Dolayısıyla; olağan ve/veya afet/acil dönemlerde tükenme durumunun önlenmesi için süreklilik içinde sistem temelli çalışmalar yapmak uygun olur.
Bu bağlamda aşağıdaki öneriler dikkate alınabilir:
“Yeterli sağlık çalışanı sayısının sağlanması
Çalışma koşullarının ve düzenlemelerinin tükenme yaratan BÜTÜN durumları önleyecek şekilde planlanması
Gerektiğinde destek mekanizmalarının ihtiyaç duyulan her an sağlık çalışanları için erişilebilir olmasının sağlanması
Durum tespiti için sürekliliği olan araştırmalar yapılması, sonuçların geliştirilecek çözümlere yönlendirilebilmesi
Tükenmişlik durumunu önleyici bir çalışma kültürünün desteklenmesi”

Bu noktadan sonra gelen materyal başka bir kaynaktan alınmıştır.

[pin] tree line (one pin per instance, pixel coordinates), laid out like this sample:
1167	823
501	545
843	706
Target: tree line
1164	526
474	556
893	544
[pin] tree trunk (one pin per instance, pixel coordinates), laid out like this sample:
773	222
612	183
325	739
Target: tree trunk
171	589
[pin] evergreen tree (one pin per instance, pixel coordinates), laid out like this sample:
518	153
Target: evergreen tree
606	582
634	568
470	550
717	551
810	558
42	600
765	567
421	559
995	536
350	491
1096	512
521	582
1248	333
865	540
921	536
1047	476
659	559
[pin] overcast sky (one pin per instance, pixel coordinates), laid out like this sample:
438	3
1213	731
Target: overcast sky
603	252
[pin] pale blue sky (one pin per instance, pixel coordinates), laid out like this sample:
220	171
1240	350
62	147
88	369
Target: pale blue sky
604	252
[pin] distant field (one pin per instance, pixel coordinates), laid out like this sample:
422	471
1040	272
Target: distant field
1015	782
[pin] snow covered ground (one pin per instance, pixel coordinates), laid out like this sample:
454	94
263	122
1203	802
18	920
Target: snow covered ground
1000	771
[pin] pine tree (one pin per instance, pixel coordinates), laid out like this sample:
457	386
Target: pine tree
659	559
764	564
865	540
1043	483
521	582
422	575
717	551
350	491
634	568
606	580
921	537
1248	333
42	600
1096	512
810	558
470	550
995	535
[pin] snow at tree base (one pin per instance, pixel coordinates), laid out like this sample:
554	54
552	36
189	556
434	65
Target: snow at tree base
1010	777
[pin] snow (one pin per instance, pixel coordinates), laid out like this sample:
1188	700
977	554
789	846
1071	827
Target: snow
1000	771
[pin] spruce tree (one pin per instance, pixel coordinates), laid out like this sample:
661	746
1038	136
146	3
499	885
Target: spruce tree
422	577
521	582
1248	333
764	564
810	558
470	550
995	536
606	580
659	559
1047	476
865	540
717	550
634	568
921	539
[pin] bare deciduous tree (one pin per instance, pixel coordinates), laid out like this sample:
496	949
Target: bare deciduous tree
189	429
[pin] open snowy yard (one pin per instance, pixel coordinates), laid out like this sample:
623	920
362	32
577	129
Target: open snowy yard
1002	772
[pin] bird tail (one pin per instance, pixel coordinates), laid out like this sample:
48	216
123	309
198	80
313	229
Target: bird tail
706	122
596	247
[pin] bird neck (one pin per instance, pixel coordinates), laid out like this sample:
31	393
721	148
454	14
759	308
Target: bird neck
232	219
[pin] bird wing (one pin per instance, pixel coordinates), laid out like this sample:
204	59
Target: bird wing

Peki, Covid-19 salgınına karşı vatandaşın alması gereken tedbirler neler?
Onları da burada bir kez daha tekrar tekrar yazmak istiyorum;
“Mümkün olduğu kadar evde kalın, gerekmedikçe dışarı çıkmayın.
Gerekmedikçe ve acil bir durum olmadıkça hastanelere sağlık kuruluşlarına gitmeyin.
Rutin sağlık sorunlarınızı erteleyin.
Yaşlılarınızı (65+) koruyun. Onları toplumdan ve eğer evde bir içeri bir dışarı yapmak zorundaysanız kendinizden ve diğer ev halkından da izole edin.
Yakınlarınızdan duyduğunuz veya internetten okuduğunuz her bilginin doğruluğuna inanıp, yaymayın.
Gereksiz önlemlerle ekonomik gücünüzü boşa harcamayın
Paniğe kapılmayın ve ruhunuzu rahatlatacak uğraşlar yapın
Ruhsal ve bedensel olarak hijyeninize dikkat edin.”
Kış mevsimi gelmeden ve daha çok insanımızı ve sevdiklerimizi kaybetmeden tedbirlere uymamız çok iyi olacak
İlgili kurumların da bu anlamda tedbirlerini aralıksız olarak sürdürmesi gerekiyor…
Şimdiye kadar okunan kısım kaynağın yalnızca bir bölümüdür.